‘Everything changed’: reuniting families fractured by opioids

When her opioid addiction was at its worst, Stacey Dimas was terrified her sons, 3 and 11, would find her dead from an overdose in the family bathroom. She wrote them each letters with life advice in case they had to carry on without her.

“There’s an extra layer, when you’re using, of incomprehensible demoralization – those are the only words I have to describe it,” Dimas says. “I hated what I saw in the mirror. I didn’t think I was a good parent. In fact, I knew I wasn’t a good parent. And obviously the courts agreed with me.”

Dimas and her husband, who also used opioids, lost custody of their kids in 2015, after her mother and mother-in-law reported them to Child Protective Services for neglect. The boys went to live with her in-laws. Dimas and her husband were referred to Tompkins County Family Treatment Court.
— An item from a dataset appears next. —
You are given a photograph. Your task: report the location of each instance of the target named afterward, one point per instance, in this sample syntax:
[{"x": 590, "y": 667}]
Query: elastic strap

Dimas and her family are among the hundreds of thousands of New Yorkers whose lives have been ravaged by opioid abuse. The epidemic spurred Cornell researchers and parent educators to analyze the opiod crisis’ impact on families and assess the efficacy of solutions to treat parents who misuse opioids.

In traditional child welfare courts, parents take longer to start substance abuse treatment, return to drug abuse more quickly and are less likely to reunite with their children. Tompkins County Family Court, which incorporates Cornell programming, follows a therapeutic approach to family reunification. The Tompkins County collaboration inspired an ambitious five-year research program, the Opioids and Family Life Project, launched by Cornell researchers in 2018. The team is evaluating how the court’s use of a parenting class called Strengthening Families, run by Cornell Cooperative Extension (CCE) Tompkins County, helps strengthen and reunify families fractured by opioids, by teaching them skills from solving problems to coping with anger.